Quali temi sono rimasti in sospeso?
“Il tema delle donne, il tema del divorzio, il tema dell’aborto: sono stati messi sul tavolo ma non ancora del tutto chiariti. È arrivato a fare cose ‘fino a...’. Non sarebbe giusto fargli dire e fare cose che non ha fatto, vedremo se il Papa che arriverà avrà il coraggio di continuare sul ‘metodo Francesco’, comunque darà vita a un pontificato diverso. Il Papa di domani non sarà un ‘Papa di ieri’».
Come andò il terzo incontro?
“Mi ha ricevuto nel suo studio un paio di anni fa. Anche lì mi ha colpito per il modo di accogliere tutti, grandi e umili, con la stessa semplicità: due sedie, una davanti all’altra. Gli chiesi perché non avesse scritto ancora una enciclica sugli adolescenti. Mi ha fatto una faccia e mi ha travolto con le sue parole: quando parlava di giovani era una gioia ascoltarlo”.
Praticamente le ha consegnato un’enciclica vivente, in diretta.
“Sì, me l’ha fissata addosso, peccato non averla scritta. Ricordo anche che prima di uscire mi disse, con quel suo tono scherzoso: ‘Guarda che ti leggo’”.
Lascia questa terra con il Giubileo degli adolescenti in corso.
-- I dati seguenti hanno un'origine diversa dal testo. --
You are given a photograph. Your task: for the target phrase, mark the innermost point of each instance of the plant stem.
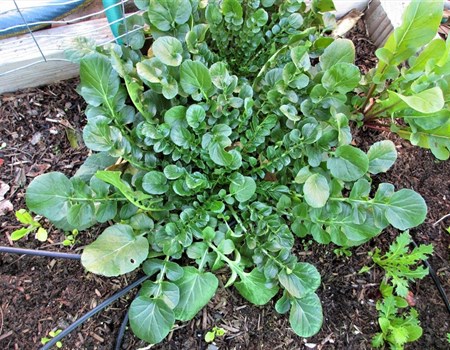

Che cosa ha rappresentato per i giovani Papa Francesco?
“Secondo me i giovani sono quelli che lo hanno capito di più e, allo stesso tempo, non c’è stato altro Papa che ha capito i giovani come lui. D’altronde, a differenza degli altri pontefici, lui ha fatto scuola, ha conosciuto i giovani nelle aule scolastiche”.
E ha voluto con forza la canonizzazione di Carlo Acutis. Un altro segno?
“Non lo saprei dire, sicuramente sarebbe stata un’occasione per collocare i giovani nella storia della chiesa”.
Che cos’ha voluto dirci con i suoi ultimi gesti?
“Ha attraversato la piazza, più che il tempio, incontrando l’uomo della strada. Ha salutato i carcerati ed è uscito con un poncho, come a volere abbandonare gli indumenti. Ha ricordato i grandi amori che hanno caratterizzato il suo pontificato”.